The most comprehensive work on the topic is probably by Erland Sommarskog, which is included in the references at the end of this answer. There is no getting away from the complexities involved, so it is necessary to invest some time in trying each option out to understand the trade-offs in each case.

`IF` blocks

To illustrate an IF block solution for the specific case in the question:

IF @productid IS NOT NULL AND @priceid IS NOT NULL
BEGIN
    SELECT 
        T.productID,
        T.priceID
    FROM dbo.Transactions AS T
    WHERE
        T.productID = @productid
        AND T.priceID = @priceid;
END;
ELSE IF @productid IS NOT NULL
BEGIN
    SELECT 
        T.productID,
        T.priceID
    FROM dbo.Transactions AS T
    WHERE
        T.productID = @productid;
END;
ELSE IF @priceid IS NOT NULL
BEGIN
    SELECT 
        T.productID,
        T.priceID
    FROM dbo.Transactions AS T
    WHERE
        T.priceID = @priceid;
END;
ELSE
BEGIN
    SELECT 
        T.productID,
        T.priceID
    FROM dbo.Transactions AS T;
END;

This contains a separate statement for the four possible null-or-not-null cases for each of the two parameters (or local variables), so there are four plans.

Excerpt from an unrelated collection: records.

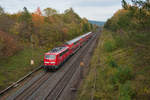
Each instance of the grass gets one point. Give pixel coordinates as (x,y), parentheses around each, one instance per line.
(120,75)
(18,65)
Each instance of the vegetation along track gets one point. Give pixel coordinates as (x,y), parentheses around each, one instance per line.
(59,87)
(50,85)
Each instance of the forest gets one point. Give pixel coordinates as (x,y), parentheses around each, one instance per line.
(123,62)
(28,35)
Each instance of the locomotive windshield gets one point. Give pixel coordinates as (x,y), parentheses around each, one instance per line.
(51,57)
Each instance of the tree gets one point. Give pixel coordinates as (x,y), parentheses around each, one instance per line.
(25,16)
(49,12)
(124,4)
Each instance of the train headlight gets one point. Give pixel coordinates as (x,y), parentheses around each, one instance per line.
(52,62)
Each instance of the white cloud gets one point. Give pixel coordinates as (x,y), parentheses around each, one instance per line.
(91,9)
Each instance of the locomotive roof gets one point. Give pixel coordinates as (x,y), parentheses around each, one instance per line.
(78,38)
(57,49)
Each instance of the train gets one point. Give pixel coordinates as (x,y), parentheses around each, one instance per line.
(58,55)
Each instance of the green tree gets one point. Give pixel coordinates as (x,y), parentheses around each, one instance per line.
(49,12)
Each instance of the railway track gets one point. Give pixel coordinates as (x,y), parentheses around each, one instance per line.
(49,86)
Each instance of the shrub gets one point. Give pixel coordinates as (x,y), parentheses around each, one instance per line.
(125,91)
(111,62)
(122,75)
(109,46)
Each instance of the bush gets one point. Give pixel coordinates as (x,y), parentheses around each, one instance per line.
(111,62)
(109,46)
(125,91)
(122,75)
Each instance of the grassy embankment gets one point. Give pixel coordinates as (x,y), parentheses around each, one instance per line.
(118,71)
(18,65)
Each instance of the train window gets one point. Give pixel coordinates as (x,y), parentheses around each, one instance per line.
(51,57)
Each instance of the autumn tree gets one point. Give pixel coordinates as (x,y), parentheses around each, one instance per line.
(49,12)
(1,11)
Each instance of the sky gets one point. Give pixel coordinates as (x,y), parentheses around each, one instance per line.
(99,10)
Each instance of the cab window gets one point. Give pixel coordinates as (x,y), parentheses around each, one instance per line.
(51,57)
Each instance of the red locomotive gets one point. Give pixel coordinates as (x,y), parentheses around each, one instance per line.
(57,56)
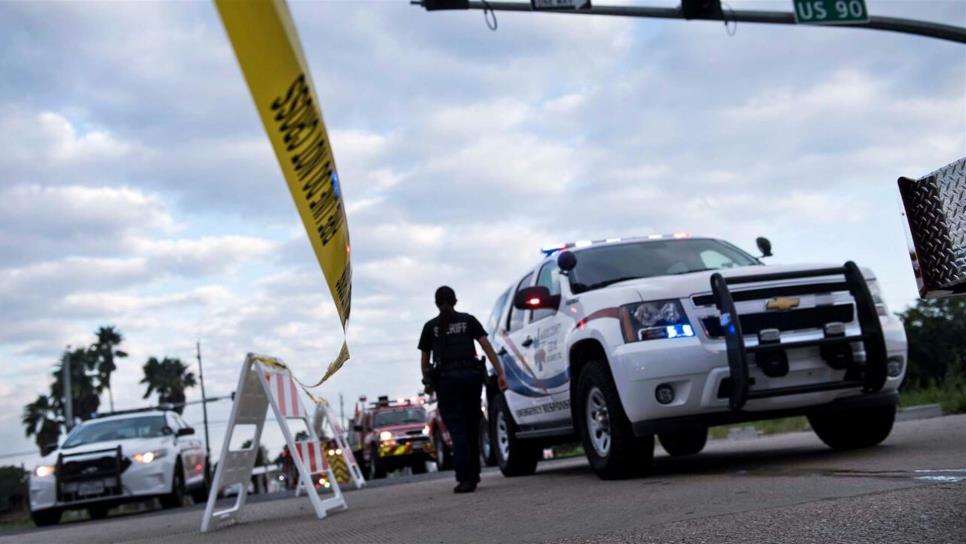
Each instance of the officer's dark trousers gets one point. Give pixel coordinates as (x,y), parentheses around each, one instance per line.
(458,393)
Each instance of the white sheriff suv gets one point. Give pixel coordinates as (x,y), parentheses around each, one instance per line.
(617,341)
(110,460)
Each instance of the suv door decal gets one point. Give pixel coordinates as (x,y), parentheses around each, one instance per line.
(526,382)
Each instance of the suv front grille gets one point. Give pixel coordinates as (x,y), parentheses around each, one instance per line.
(805,318)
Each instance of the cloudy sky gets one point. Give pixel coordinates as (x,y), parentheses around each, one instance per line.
(137,187)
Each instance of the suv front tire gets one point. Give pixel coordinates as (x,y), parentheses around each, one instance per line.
(612,449)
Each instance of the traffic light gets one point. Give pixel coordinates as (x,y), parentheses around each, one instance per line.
(701,9)
(435,5)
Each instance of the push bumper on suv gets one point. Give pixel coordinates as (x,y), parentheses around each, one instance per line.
(728,376)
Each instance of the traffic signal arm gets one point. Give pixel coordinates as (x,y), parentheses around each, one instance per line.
(710,10)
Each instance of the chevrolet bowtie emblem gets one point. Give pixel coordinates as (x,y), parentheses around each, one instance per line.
(783,303)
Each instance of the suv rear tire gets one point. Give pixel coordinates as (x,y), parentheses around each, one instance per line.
(853,429)
(612,449)
(684,442)
(515,457)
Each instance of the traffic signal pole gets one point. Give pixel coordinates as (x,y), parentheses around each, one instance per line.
(704,10)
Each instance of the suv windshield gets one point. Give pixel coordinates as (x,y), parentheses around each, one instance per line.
(117,429)
(601,266)
(398,417)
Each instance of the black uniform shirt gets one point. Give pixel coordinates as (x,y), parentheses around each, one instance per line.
(457,344)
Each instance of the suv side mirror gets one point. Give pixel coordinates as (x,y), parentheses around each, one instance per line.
(566,261)
(764,246)
(535,298)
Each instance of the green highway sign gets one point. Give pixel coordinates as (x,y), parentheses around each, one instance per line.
(830,12)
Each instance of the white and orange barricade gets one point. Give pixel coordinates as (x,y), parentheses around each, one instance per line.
(265,382)
(319,470)
(342,450)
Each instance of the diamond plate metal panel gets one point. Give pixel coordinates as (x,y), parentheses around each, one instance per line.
(935,209)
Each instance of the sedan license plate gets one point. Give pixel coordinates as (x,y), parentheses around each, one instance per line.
(90,488)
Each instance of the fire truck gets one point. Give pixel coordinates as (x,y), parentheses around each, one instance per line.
(391,435)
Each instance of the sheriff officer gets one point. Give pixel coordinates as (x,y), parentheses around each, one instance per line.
(457,378)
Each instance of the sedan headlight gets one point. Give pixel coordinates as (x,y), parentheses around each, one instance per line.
(654,320)
(146,457)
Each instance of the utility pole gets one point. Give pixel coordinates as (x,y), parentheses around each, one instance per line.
(68,398)
(341,412)
(710,10)
(204,410)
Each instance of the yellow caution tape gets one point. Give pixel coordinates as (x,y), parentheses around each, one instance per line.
(270,54)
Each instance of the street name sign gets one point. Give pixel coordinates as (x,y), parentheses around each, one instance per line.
(559,4)
(830,12)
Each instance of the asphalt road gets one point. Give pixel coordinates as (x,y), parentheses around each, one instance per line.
(787,488)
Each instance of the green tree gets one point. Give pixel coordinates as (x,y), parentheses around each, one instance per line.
(104,353)
(41,421)
(85,391)
(169,378)
(936,330)
(90,374)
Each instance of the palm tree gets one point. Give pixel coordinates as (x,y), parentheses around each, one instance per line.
(39,419)
(169,378)
(104,352)
(85,393)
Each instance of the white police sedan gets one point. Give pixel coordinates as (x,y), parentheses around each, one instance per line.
(121,458)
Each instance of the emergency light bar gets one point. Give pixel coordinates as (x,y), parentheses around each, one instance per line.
(553,248)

There is a potential problem there with parameter sniffing, which might require an OPTIMIZE FOR hint on each query. Please see the references section to explore these types of subtleties.

Recompile

As noted above an in the question, you could also add an OPTION (RECOMPILE) hint to get a fresh plan (seek or scan) on each invocation. Given the relatively slow frequency of calls in your case (once every ten seconds on average, with a sub-millisecond compilation time) it seems likely this option will be suitable for you:

SELECT
    T.productID,
    T.priceID
FROM dbo.Transactions AS T
WHERE
    (T.productID = @productid OR @productid IS NULL)
    AND (T.priceID = @priceid OR @priceid IS NULL)
OPTION (RECOMPILE);

It is also possible to combine features from the above options in creative ways, to make the most of the advantages of each method, while minimizing the downsides. There really is no shortcut to understanding this stuff in detail, then making an informed choice backed by realistic testing.